日本語スキーマの影響で「似ている」と思っていっしょにしてしまっている単語の意味の違いを理解し、使い分けをするために大事なのは、比較し、意識的に違うところを見つけ出すことだ。しかし、自分の中で「同じ」と思っていると、人が解説してくれても、ふむふむとそのときには思うのだが、もともともっている誤ったスキーマのせいで、大方忘れてしまうのだ。
リスニングに時間を使うより、まず語彙を強化することと、その分野の記事や論文を読んで、その分野のスキーマを身につけることに時間を使ったほうがよい。
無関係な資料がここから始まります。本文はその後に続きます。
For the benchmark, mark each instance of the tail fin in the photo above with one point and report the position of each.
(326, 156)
語彙が豊富にあり、スキーマが働くトピックなら、そして――ここが大事なのだが――自分が絶対に理解したいと思う内容であれば一少し耳が慣れれば英語はおのずと聴こえるようになる。
日本語字幕を見ながら認識できないセリフには、予測できなかった単語や言い回しが含まれていることがほとんどである。この経験が語彙の増強につながる。予測が裏切られたとき、もっとも深い情報処理が起こり、記憶に深く刻印されるのである。
だから、あせらず、気長に、完璧を求めず、しかし惰性ではなく、楽しみながら、よりよい学習法を考えながら続けること。それこそが英語学習の成功の秘訣である。
英語を自由に使えるようになるということは、英語独自の世界の切り分けかた、世界のとらえかたを身体に落とし込むことである。
<おもしろリンク>
●SkeLL
●Corpus of Contemporary American English (COCA)
☞いずれはentityに行きつくよ!
私は自分の好きな動物(ネコとか)や植物(バラとか)のhyponym, hypernym をヒマなときに検索し、一人で遊んでいる。WordNet で名詞を調べると、西洋の文化で概念がこういうふうに階層的に整理されているのだな、ということが見えてきて楽しいし、バラやネコの種類の名前もたくさん覚えられてうれしい。